Lider bulmakta, dayandırmakta gerçekten büyük güçlükler çeken sistemin, Ecevit'e umut olarak sarılması anlaşılır bir şey olmalıdır. Öyle ki bu sıkıntı aşılamamış olsaydı, seçimlerin ertelenmesi işten bile değildi. Org. Kıvrıkoğlu'nu bile seçim ister bir tavra iten psikoloji, arananın bulunduğuna olan bu inançtan ileri geliyordu.

Seçimleri halka hiçbir mesajı ve programı olmayan, en azından bunu sunmayan iki partinin kazanmış olması, bu ülkede önemli oranda hala etkilenmeye çok açık apolitik, büyük kitlelerin olduğunu göstermektedir. Genel olarak devletçi, sağcı, muhafazakar olarak nitelenebilecek bu eğilime yardımcı olabilecek, katılabilecek milliyetçi ve/veya laik taraftarlıklardan da bahsedilmelidir. Tadı dışında bir tür aşure görüntüsü sunan bu eğilimlerin ağır bastığı eklektik, sentetik kimlik, Türkiye'de öteden beri süren depolitizasyonla ve Özalizm'le de yakından ilgilidir. Bugün "artık parti taraftarlığı yok" dedirten geçişkenliklerin ve gelişmelerin temelinde iddia edildiği gibi bir seçmen şuurlanmasından ziyade, kararsızlık, ilgisizlik ve bilgisizlik gibi popüler kültürün değersizliğini yüceltme vardır. Gerek MHP'nin, gerekse DSP'nin bahsi geçen popüler kültürün bağlılarından yeterince oy devşirdiği ortadadır. Son derece değişken, kaygan bir zeminde yükselen bu seçmen profili, popüler eğilimin günübirlik ilgilerini siyasete de taşımıştır. Bu meyanda birilerinin seçim başarılarının altında sürekli Apo rüzgarı aramaları iyi niyetli olmanın dışında; yol ve yöntem gösterme çabalarına da işaret etmektedir. Apo rüzgarının Türk milliyetçiliğine katkıları görülürken, HADEP oylarının bu konjonktürde bile azalmaması izah edilememektedir. Elbette başta MHP olmak üzere Kürt sorununun yol açtığı dramatik sahneler seçimlerde oya tahvil edilmiştir. Özellikle İç Anadolu'daki oy patlaması, asker cenaze törenlerini miting meydanına çeviren ülkücülerin gelişmesi için, münbit alanlar oluşturmuştur. Aynı zamanda zaten siyaset yapmayı mayınlı tarlada dolaşmaya çeviren 12 Eylül'ün ve sonraki uygulamaların da bu büyümede önemli katkıları olmuştur. Hiçbir birikimi, donanımı, özveriyi ve riski gerektirmeyen, gençliğe "sığmak" işlevi gören bu yeni adreste, son derece maliyetsiz, modernist, oyalayıcı ve eğlendirici bir tavrın sahipleri "kurt kanunlarına" çalışıyorlardı. Sokaklar, stadlar, konser salonları, meydanlar adeta "devlet üretme çiftliği" gibi, bu adamlardan üretiyordu.

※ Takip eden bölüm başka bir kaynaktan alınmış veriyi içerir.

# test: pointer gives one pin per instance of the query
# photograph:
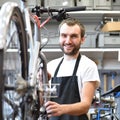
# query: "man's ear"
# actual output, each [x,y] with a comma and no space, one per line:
[82,40]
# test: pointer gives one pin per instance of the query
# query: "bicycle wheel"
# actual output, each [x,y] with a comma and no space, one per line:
[13,63]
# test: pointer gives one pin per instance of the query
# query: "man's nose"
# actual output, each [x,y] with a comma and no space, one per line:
[68,39]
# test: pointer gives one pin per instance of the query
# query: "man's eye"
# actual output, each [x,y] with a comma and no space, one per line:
[63,35]
[74,36]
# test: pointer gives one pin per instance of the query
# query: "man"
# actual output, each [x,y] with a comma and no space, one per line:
[77,75]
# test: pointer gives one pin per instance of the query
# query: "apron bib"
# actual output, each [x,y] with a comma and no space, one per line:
[68,92]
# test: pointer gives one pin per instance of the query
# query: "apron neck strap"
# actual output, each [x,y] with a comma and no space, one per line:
[75,68]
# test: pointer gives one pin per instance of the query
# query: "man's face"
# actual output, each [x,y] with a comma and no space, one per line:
[70,39]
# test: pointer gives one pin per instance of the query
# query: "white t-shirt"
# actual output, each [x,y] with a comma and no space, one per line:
[87,70]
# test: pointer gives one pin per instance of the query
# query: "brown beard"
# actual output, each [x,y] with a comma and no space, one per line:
[73,52]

Devletin 12 Eylül öncesi sol'a karşı, büyük oranda istifade ettiği bu insanlar, bu sefer de bölücülüğe karşı koyma adı altında istihdam ediliyorlardı. Varlıklarını ve meşruiyetlerini hep bu tür "tepkisel" çıkışlarda arayan ve bulan bu kişilerin, mafya ve devletle ilişkileri de "ortada duran" onlarca, yüzlerce gence "güvence" veriyordu.

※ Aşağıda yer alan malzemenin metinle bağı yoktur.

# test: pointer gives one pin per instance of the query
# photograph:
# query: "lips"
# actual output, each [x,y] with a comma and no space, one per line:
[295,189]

MHP'nin seçim öncesi İslami hassasiyet konusunda daha öncelikli davranan çevrelerde ve bölgelerde bu duyarlılığa oynaması ve "28 Şubat sürecinin olumsuzluklarının üstesinden ancak biz geliriz" şeklindeki iddiaları, ülkücü kimliğin eklektizmi, pragmatizmi ve devletçi tutumu bilindiğinde ciddiye alınır gibi gözükmemektedir.

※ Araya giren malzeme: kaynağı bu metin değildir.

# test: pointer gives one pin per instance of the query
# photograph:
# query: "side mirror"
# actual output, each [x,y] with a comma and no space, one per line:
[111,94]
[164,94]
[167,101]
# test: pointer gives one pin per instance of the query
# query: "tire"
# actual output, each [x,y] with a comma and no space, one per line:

MHP'nin en hassas gözüktüğü Türkçülük konusundaki yaklaşımının ölçülerini bile; Azerbaycan-Ermenistan savaşı esnasında, Ermenistan yetkilileriyle Türkiye arasındaki ilişkileri kurmadaki gayretlerinde görebiliriz. Her daim öncelediği Türklük konusunda bile bu denli pragmatik yaklaşım sergileyenlerden, İslam söz konusu olduğunda da pek fazla bir şey beklenmemelidir.

MHP'nin İslamcılığını Zekeriya Beyaz mı temsil edecektir, yoksa 95 seçimlerinde partiye girip Türkçe ezan çığlıkları atan Nusret Demiral gibiler mi?!

Partimiz; "rejim bunalımı yaratan FP'den uzak duracaktır" tarzındaki açıklamalara bakılırsa, MHP'nin İslam anlayışının "Devletin Bahçesini" dokunulmaz kılan, İslam'ı dağa, bayıra mahkum eden bir çerçeveye sığdırılacağı görülür.

Bir de MHP'nin seçim öncesi "yolsuzlukları biz önleyeceğiz" şeklinde bir iddiası ve sloganı vardı ki, insanı "derin derin" düşündürtüyordu.

Hasılı Türkiye siyaseti "dün dündür, bugün bugündür" vecizesini(!) bayraklaştıranların bu bayrağı, elden ele tutuşturarak sürdürdükleri "bayrak yarışı" görüntüsüne doğru hızla yol aldıkça "yolun sonu" da yaklaşmaktadır.